- Developer(s): Barking Lizards Technologies
- Publisher(s): Nokia
- Series: Snake
- Release: 2007 (N-Gage 2.0)
- Genre(s): Snake; puzzle;
- Mode(s): Single-player; multiplayer;

= Snakes Subsonic =

2007 video game

Snakes Subsonic is a game release in 2007 for N-Gage 2.0. The game is a sequel to Snakes and the last game in the Snake series to be produced.

==Gameplay==
It is possible collect green pallets to get bigger, and if the player collides with his own tail, he dies. But, differently from Snake, colliding with the scenario doesn't result in game over. Instead, the life bar will go down. There are 40 levels themed with the four elements and 20 levels from N-Gage Arena. There are also secret levels that are unlocked by collecting the letters from "SNAKES". To advance a level, it is necessary to empty blue "evolver bar" by following the trail of glowing blue pellets, that appear after eating a certain number of green pallets. The soundtrack accelerates as the snake eat the pellets, and if one is missed, they are resetted. The player also has to solve several puzzles to advance in the game. The snake can run in a 3D ambient. It is also possible to collect power-ups, including shields and missiles, that are to be used in enemy snakes and other obstacles. Also, red squares in the floor slows the snake down, while blue squares have the opposite effect.
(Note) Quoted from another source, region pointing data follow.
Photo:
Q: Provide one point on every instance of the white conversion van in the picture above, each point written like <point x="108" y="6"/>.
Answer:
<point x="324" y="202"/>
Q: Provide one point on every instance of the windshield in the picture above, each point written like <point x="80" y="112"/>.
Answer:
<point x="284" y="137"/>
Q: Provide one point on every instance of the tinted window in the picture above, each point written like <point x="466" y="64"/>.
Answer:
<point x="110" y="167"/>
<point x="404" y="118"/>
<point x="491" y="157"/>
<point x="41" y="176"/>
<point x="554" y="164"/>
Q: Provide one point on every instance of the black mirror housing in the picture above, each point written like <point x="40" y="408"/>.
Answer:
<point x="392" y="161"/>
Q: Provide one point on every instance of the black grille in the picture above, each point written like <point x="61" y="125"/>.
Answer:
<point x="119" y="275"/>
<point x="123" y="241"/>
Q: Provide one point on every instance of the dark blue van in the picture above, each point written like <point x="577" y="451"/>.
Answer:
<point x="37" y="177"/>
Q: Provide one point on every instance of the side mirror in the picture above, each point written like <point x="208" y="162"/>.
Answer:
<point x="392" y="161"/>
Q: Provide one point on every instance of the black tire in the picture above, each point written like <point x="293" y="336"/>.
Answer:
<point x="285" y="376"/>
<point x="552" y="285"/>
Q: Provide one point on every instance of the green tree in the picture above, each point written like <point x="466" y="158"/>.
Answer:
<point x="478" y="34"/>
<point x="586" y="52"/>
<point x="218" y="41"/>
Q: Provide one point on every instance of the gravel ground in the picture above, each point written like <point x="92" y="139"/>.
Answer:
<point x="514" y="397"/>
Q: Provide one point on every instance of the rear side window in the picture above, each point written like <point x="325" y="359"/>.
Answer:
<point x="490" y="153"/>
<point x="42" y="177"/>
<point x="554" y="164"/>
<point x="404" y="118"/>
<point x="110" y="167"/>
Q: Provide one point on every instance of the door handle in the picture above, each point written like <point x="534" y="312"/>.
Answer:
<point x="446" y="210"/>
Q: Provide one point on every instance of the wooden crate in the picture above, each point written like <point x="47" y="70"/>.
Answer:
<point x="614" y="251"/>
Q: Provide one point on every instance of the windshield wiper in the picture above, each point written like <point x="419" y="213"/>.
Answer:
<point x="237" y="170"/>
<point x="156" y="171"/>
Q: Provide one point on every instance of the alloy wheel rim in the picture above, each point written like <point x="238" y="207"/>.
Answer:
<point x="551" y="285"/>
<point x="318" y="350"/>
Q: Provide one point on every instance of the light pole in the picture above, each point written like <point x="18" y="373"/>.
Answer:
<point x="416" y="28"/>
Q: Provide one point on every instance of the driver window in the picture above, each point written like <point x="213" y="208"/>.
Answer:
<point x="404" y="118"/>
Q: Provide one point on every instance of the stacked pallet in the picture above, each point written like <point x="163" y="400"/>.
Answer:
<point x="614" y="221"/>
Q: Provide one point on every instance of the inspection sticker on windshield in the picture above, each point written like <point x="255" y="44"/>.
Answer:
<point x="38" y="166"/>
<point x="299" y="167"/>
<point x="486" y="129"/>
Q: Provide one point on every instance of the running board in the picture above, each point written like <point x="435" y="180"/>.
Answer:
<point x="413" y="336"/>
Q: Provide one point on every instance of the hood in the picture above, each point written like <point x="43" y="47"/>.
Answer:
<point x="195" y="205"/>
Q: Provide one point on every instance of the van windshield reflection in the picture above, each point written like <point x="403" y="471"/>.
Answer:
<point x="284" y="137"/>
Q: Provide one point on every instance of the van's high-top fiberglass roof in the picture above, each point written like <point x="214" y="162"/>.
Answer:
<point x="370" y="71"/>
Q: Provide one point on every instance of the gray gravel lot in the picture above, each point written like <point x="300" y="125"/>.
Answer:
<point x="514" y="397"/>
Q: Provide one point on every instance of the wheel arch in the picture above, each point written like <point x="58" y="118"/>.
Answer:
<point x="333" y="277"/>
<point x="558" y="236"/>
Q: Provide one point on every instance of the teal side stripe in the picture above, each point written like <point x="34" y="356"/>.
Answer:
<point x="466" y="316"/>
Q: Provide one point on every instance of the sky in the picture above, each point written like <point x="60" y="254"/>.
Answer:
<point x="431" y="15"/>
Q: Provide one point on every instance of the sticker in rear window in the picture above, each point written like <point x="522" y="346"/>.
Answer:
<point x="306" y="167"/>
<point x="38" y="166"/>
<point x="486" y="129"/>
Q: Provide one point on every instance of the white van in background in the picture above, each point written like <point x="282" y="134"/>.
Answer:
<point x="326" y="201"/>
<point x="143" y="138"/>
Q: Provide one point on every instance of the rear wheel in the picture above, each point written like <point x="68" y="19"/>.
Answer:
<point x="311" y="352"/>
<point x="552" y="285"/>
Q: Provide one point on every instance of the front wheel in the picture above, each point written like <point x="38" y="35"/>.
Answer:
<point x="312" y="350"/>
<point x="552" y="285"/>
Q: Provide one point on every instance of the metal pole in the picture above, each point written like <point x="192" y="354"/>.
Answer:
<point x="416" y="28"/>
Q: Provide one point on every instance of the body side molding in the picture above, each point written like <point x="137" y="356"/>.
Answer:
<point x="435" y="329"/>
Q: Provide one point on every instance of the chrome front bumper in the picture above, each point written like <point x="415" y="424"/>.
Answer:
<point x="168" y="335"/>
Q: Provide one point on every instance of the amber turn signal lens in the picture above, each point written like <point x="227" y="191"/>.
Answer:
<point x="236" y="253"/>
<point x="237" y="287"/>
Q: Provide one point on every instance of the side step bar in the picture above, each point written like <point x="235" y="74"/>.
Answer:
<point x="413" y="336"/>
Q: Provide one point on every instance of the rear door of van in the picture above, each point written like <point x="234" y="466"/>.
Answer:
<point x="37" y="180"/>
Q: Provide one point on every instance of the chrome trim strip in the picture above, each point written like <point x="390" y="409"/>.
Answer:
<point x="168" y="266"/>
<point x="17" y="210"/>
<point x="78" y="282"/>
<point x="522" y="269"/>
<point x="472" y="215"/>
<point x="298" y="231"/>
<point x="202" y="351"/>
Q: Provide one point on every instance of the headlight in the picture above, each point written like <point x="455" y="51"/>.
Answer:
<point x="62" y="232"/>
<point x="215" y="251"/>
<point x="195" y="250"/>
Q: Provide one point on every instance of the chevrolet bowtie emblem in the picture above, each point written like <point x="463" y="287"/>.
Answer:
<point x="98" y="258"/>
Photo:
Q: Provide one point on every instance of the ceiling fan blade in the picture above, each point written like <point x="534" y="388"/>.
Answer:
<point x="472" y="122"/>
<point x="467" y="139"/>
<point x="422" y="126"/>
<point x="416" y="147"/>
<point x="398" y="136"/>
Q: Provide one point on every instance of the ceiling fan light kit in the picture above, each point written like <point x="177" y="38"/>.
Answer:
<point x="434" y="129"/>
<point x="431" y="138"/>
There is a multiplayer mode, where up to four players compete to get a set number of points. It is possible to post high scores in the platform.

==Development and release==
The game was developed by Barking Lizards. Hannu Korhonen has worked on the playability of the game. The soundtrack was composed by DJ Champion.

Snakes Subsonic was released in 2007 for N-Gage 2.0. In June 2008, Nokia released the game for Symbian cellphones.

==Reception==
Pocket Gamer gave a score of three from five stars, citing that "ultimately, though, Snakes Subsonic is fine. It's fine. But it's not as good as Snakes, or arguably even Snake".